PROBLEM LINK:
Author:Konstantin Sokol
Tester:Tasnim Imran Sunny
Editorialist:Praveen Dhinwa
DIFFICULTY:
CAKEWALK
PREREQUISITES:
simple combinatorics.
PROBLEM:
Given following 5 patterns of a flag.
112233
112233
112233
111111
222222
333333
112222
112222
113333
122223
111333
144443
111222
333222
333444
Your need to count the number of different well-painted flags. We call a flag well-painted if it's made according to the following algorithm:
- Pick up one of the flag patterns considered above;
- Paint each connected component in an color encoded by an integer from 1 to N. Different colors are encoded with different integers. If two different connected components share a common side(not corner), than they must be painted in different colors. In any other case they can be painted in both equal and different colors.
QUICK EXPLANATION
- For each flag, we can find out the number of different well painted flags. The flags are given in such a way that no two flags in the 5 flags will be similar to each other. So you can solve the problem independently for each flag.
- For a single flag, find number of ways of painting that flag using N colors.
EXPLANATION
For each flag, we can find out the number of different well painted flags independently because the shape of the flags are in such a way that no two flags in the above given 5 flags will be similar to each other in any possible painting. So you can solve the problem independently for each flag.
Flag 1
112233
112233
112233
We can use minimum 2 colors to make the flag well painted.
112211
112211
112211
So here we can paint the first connected component by using any of the N possible colors. Then for second connected component, total possible colors available will be N - 1 because we can not use the color of first connected component. Then for third connected component, total possible colors available will also be N - 1 because we can not use color of second connected component.
Hence number of ways = N * (N - 1) * (N - 1).
Flag 2
111111
222222
333333
We can use minimum 2 colors to make the flag well painted.
111111
222222
111111
So here we can paint the first connected component by using any of the N possible colors. Then for second connected component, total possible colors available will be N - 1 because we can not use the color of first connected component. Then for third connected component, total possible colors available will also be N - 1 because we can not use color of second connected component.
Hence number of ways = N * (N - 1) * (N - 1).
Flag 3
112222
112222
113333
We can use minimum 3 colors to make the flag well painted.
112222
112222
113333
So here we can paint the first connected component by using any of the N possible colors. Then for second connected component, total possible colors available will be N - 1 because we can not use the color of first connected component. Then for third connected component, total possible colors available will also be N - 2 because we can not use color of first and second connected component.

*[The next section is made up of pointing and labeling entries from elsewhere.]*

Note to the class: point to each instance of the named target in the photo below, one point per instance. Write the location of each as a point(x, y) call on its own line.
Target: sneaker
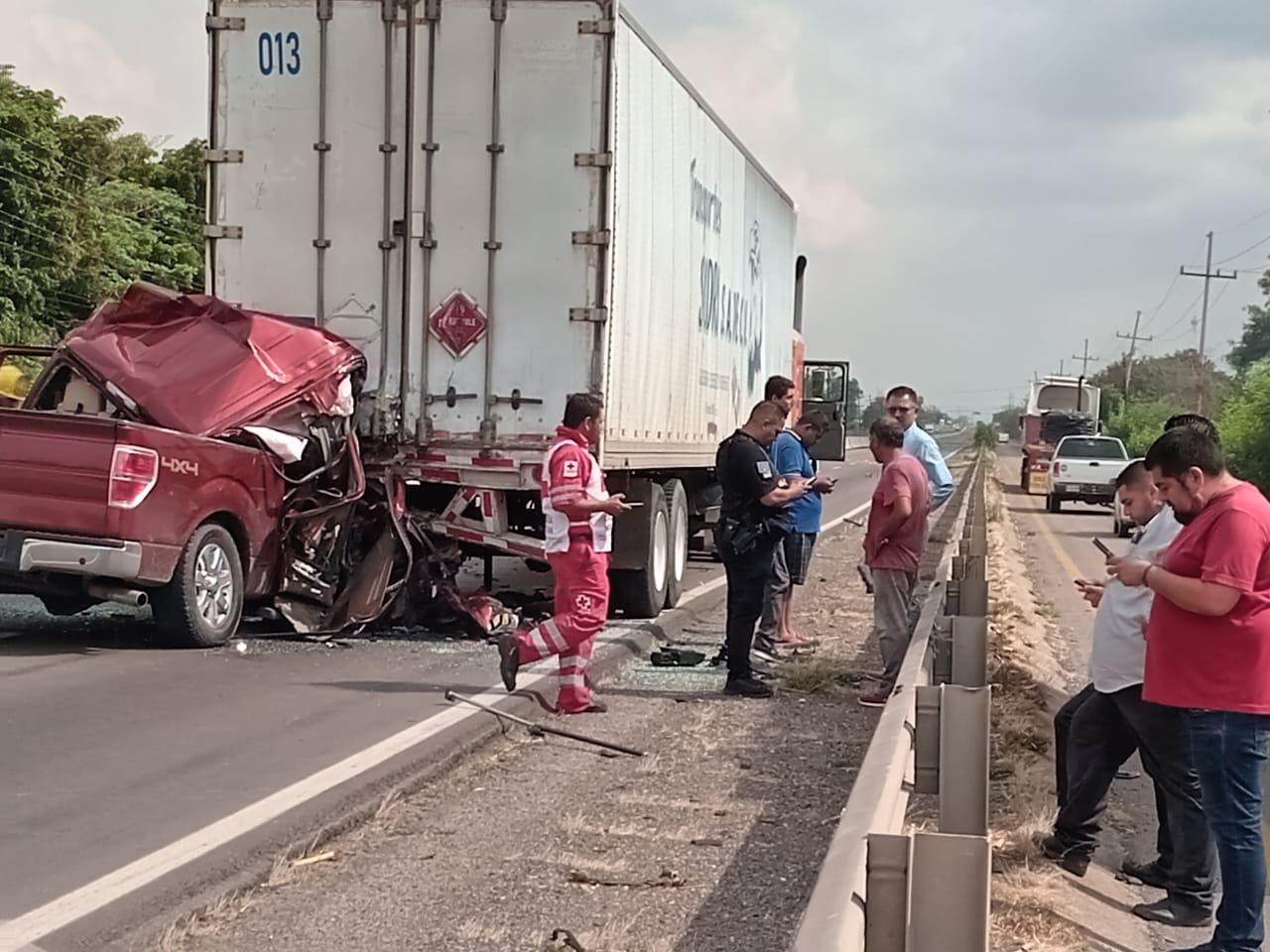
point(748, 687)
point(509, 660)
point(1173, 912)
point(595, 706)
point(1147, 874)
point(1075, 861)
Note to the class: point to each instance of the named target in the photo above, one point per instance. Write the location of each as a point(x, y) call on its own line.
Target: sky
point(982, 185)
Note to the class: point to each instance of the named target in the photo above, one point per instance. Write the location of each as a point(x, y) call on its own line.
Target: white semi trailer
point(503, 202)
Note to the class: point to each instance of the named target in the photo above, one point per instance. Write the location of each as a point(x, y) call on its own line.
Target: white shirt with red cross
point(570, 474)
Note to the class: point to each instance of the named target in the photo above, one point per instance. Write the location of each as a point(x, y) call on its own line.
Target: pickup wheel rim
point(213, 585)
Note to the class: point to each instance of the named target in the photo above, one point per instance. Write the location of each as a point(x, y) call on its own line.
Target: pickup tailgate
point(55, 472)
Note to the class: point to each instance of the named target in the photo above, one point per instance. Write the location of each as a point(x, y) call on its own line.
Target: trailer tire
point(640, 593)
point(202, 604)
point(677, 551)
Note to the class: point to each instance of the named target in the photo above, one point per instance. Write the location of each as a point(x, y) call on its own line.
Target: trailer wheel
point(642, 592)
point(677, 503)
point(202, 604)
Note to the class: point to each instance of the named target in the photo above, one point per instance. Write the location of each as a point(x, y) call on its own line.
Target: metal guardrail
point(884, 890)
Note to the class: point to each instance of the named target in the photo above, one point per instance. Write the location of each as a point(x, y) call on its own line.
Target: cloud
point(748, 63)
point(70, 58)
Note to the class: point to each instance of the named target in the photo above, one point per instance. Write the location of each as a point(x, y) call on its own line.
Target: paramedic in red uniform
point(579, 521)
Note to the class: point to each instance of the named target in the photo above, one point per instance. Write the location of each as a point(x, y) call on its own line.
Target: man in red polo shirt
point(1207, 652)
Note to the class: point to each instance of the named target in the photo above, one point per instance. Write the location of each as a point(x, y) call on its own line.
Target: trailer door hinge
point(593, 160)
point(223, 23)
point(592, 236)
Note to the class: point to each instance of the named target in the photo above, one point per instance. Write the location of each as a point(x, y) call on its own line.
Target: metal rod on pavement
point(541, 728)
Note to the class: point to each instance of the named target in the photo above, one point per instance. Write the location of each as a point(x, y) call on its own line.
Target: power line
point(1206, 275)
point(1246, 221)
point(1250, 248)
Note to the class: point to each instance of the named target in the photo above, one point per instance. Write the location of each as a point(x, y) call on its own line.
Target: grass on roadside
point(821, 674)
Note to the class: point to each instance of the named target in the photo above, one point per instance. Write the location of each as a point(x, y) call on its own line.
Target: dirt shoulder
point(1039, 645)
point(711, 842)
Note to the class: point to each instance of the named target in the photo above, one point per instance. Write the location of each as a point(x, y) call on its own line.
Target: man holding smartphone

Hence number of ways = N * (N - 1) * (N - 2).
Flag 4
122223
111333
144443
We can use minimum 3 colors to make the flag well painted.
122223
111333
122223
So here we can paint the first connected component by using any of the N possible colors. Then for second connected component, total possible colors available will be N - 1 because we can not use the color of first connected component. Then for third connected component, total possible colors available will also be N - 2 because we can not use color of first and second connected component. Then for the fourth connected component, total numbers of colors available will be N - 2 because we can not use first and thrid connected component.
Hence number of ways = N * (N - 1) * (N - 2) * (N - 2).
Flag 5
111222
333222
333444
We can use minimum 3 colors to make the flag well painted.
111222
333222
333111
So here we can paint the first connected component by using any of the N possible colors. Then for second connected component, total possible colors available will be N - 1 because we can not use the color of first connected component. Then for third connected component, total possible colors available will also be N - 2 because we can not use color of first and second connected component. Then for the fourth connected component, total numbers of colors available will be N - 2 because we can not use second and thrid connected component.
Hence number of ways = N * (N - 1) * (N - 2) * (N - 2).
Final answer
- For flag 1: N * (N - 1) * (N - 1).
- For flag 2: N * (N - 1) * (N - 1).
- For flag 3: N * (N - 1) * (N - 2).
- For flag 4: N * (N - 1) * (N - 2) * (N - 2)
- For flag 5: N * (N - 1) * (N - 2) * (N - 2)
Pseudo code
long long n;
read n
long long ans = 2*n*(n-1)*(n-1) + n*(n-1)*(n-2) + 2*n*(n-1)*(n-2)*(n-2);
print ans
Complexity
We just need constant amount of addition and multiplication operations. Hence the time complexity will be O(1).